Have foreign coaches stifled and killed the creativity of African players?

By Gilbert Phiri

European football, especially as played by the English and Germans, has for long been perceived to be premised on physicality, athleticism, competitiveness, intensity and aggression.  In recruiting players from the Africa many  European coaches and scouts tend to buy plays that conform to the perception.  As such, most physically gifted players are more likely to end up playing professional football in European sides.

This eurocentric trend where big, physical and athletic African players are much sort after, has filtered into the African game with the majority of the expatriate coaches from Europe working in Africa seemingly perpetuating this trend.  On the pitch, the emphasis is on rigid systems and formations, set up not to lose games.  The end product is mechanical football lacking in fluence and attraction.

The missing cog in most African national teams, especially as seen at the 2012 African Cup of Nations, is the creativity, inventiveness and improvisation, qualities that typified great African players.  The rigid systems imported into Africa de-emphasize and in a way stigmatize individuality.  The African game has always had skilful players with excellent ball skills and creative movement.  Jay Jay Okocha, Abedi Pele, Rodger Milla, Kalusha Bwalya, Tit Camara, Theophilus ‘Doctor’ Khumalo, Rabah Madjer. Mohammed Timoumi, Emmanuel Amunike, Peter Ndhlovu, Louis-Paul M’fede, Tico Tico, Ahmad Baja and Daniel Amokachi, to name but a few, all evoke memories of wonderful players who were darlings of African crowds.  Very few of the current crop of African players are of a comparable quality.
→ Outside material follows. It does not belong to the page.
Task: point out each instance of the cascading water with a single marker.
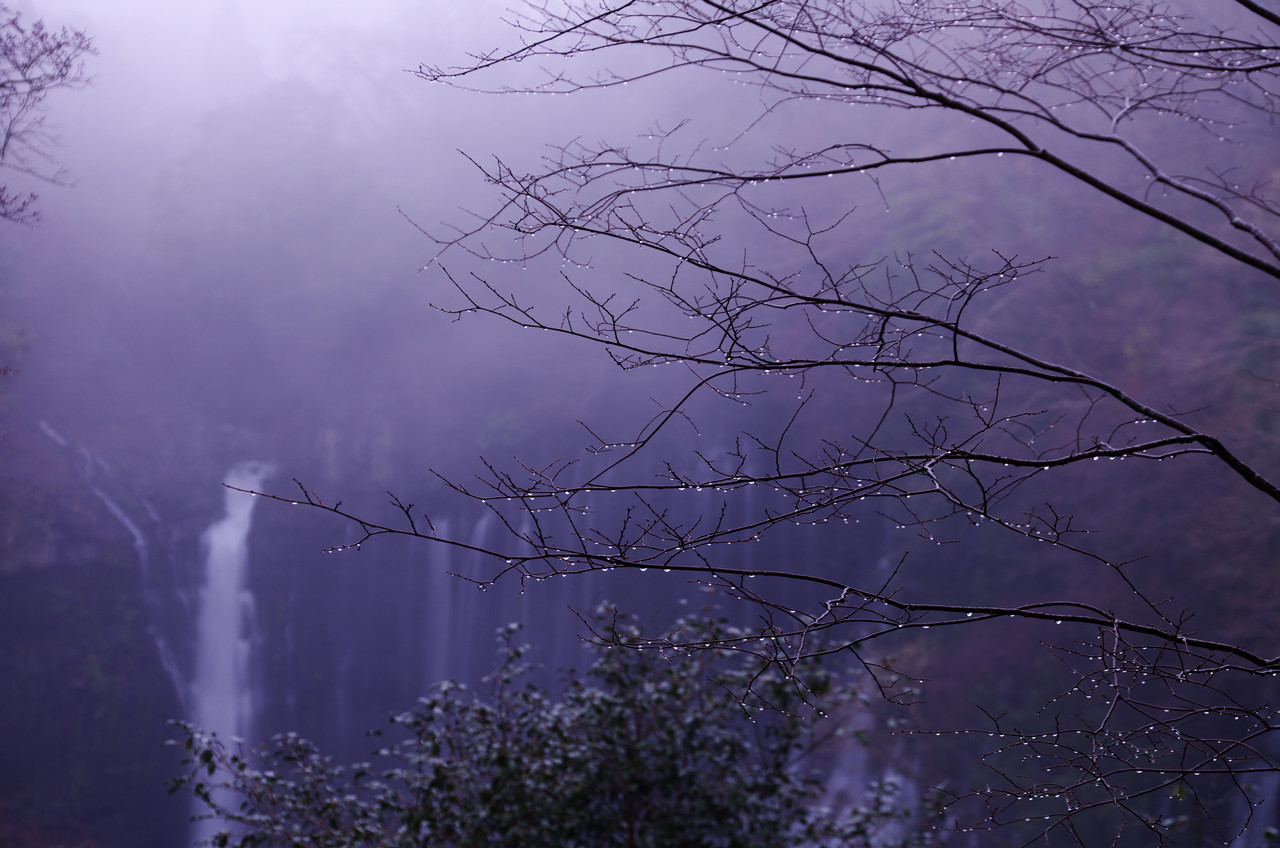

The top African player was a dribbling wizard, full of guile and an improviser, able to express himself on the ball.  Today players are like pieces in a jigsaw puzzle.  They can leave their brains at home and still function admirably.  The flair is not there any more.  Africa is trying too hard to play a staid brand of European football.

Ironically, the world’s greatest players at the moment – Christiano Ronaldo and Lionel Messi, like Ronaldinho and Zidane before them – are lauded more for individual brilliance.  The spectators pay handsomely to watch these kinds of phenomenal talents. The individual brilliance that is allowed to blossom is invaluable to any team.

The 2012 Africa Cup of Nations showed that almost all the teams lacked that special player able to conjure up some moment of magic to decide a game or influence it in a major way. The eventual winners – the chipolopolo of Zambia – shunted their most creative player, Rainford Kalaba, to a wing role where defensive duties weighed him down to a point where he would fade badly in the second half leaving him unable to influence the game offensively.

The favourites, Ivory Coast and Ghana were stiffly set up in 4-2-3-1 formations with two defensive midfielders whose roles the Zambians effectively nullified rendering them unable to suppport their creative players – Yaya Toure and Kwadwo Asamoah, respectivey.  In the end, Zambia’s strategy of soaking up pressure and playing on the break eventually won the tournament albeit in a fashion not pleasing on the eye but nevertheless a deserved triumph.

The European influence has not all been negative on Africa.  Tactical discipline has now become a widespread feature.  Defences are tighter and the margin of scores in games between teams perceived to be strong against ‘minnows’ is now low unlike in the past.  With emphasis being laid on physical fitness, almost all national teams have physical trainers.  This has certainly improved the endurance levels of the players.

Perhaps a blend or a hybrid of the European disciplined style of play and African flair and improvisation is what could work best in Africa.  Flair must not be de-emphasized as it a heritage that has defined football in Africa and it is what has partly sustained interest in the game.  The Brazilians maintain tactical discipline without sacrificing the flair and improvisation; so does Argentina.  The crowds pour in to watch the dribbling, intricate movement and feints of Neymar, Messi,Tevez and so on. Africa must resist any attempts to kill its soul.